Usage: lowFI [options]  
[-i <input file, the absolute path is necessary, bam/sam, mandatory>]  
[-o <output file name, suffix will be added automatically, mandatory>]  
[-u <upper limit of soft-clipped part length, limit itself is included, optional, default: 130>]  

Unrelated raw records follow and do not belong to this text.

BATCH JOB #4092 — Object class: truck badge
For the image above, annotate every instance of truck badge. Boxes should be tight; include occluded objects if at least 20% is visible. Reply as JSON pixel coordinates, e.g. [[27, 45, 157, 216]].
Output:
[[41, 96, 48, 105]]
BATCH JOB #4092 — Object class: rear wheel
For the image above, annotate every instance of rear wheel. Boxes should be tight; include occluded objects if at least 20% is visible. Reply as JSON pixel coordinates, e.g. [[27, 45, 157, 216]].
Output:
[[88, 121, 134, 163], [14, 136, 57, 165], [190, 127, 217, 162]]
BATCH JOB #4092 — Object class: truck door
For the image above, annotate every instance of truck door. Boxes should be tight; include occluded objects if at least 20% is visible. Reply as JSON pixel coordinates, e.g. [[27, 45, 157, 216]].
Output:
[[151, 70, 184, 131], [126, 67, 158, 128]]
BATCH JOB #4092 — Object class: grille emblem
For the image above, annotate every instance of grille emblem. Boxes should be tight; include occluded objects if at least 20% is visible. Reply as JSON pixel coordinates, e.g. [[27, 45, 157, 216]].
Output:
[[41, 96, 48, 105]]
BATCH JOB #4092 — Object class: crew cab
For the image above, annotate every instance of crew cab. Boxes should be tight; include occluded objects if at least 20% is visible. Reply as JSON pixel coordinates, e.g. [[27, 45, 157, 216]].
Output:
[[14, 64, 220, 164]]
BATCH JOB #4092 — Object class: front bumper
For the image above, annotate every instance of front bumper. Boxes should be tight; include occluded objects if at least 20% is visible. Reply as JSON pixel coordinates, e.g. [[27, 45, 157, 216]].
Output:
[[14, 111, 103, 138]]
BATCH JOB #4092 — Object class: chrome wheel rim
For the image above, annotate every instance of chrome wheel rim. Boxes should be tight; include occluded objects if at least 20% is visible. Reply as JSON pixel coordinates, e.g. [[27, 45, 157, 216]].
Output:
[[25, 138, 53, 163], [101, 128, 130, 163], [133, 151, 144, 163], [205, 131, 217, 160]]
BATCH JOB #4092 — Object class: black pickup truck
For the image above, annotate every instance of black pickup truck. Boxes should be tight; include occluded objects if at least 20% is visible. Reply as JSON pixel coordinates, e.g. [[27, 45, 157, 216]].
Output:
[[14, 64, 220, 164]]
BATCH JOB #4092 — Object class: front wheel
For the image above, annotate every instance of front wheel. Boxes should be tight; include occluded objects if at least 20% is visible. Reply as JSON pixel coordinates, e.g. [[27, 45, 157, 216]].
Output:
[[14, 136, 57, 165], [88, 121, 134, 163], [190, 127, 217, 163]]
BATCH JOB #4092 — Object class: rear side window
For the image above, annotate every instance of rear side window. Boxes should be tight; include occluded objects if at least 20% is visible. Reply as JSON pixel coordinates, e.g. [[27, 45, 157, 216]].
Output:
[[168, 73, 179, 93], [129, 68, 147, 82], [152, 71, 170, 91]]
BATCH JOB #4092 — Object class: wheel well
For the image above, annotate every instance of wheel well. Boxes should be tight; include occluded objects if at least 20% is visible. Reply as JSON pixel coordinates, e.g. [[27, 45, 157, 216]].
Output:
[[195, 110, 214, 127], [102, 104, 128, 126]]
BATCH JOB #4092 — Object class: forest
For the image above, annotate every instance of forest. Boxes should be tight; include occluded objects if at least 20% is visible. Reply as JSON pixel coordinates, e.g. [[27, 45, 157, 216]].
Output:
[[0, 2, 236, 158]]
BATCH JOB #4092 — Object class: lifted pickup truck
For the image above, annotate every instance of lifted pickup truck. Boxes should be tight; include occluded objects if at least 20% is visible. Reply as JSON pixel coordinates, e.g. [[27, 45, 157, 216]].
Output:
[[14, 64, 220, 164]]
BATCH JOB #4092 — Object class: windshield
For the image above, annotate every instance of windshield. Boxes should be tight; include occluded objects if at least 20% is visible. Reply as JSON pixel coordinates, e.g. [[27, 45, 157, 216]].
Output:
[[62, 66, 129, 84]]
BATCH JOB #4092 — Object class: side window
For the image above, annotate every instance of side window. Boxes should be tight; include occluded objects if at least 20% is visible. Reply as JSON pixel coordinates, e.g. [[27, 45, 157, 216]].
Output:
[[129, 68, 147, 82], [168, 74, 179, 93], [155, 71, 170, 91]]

[-l <lower limit of soft-clipped part length, limit itself is included, optional, default: 20>]  
[-p <number of jobs to be run in parallel, optional, default: 2>]  
[-m <memory per thread used for samtools sort, optional, defalut: 2G>]  
[-T <ALU consensus sequences novoalign index file, mandatory>]  
[-G <Genome novoalign index file, mandatory>]  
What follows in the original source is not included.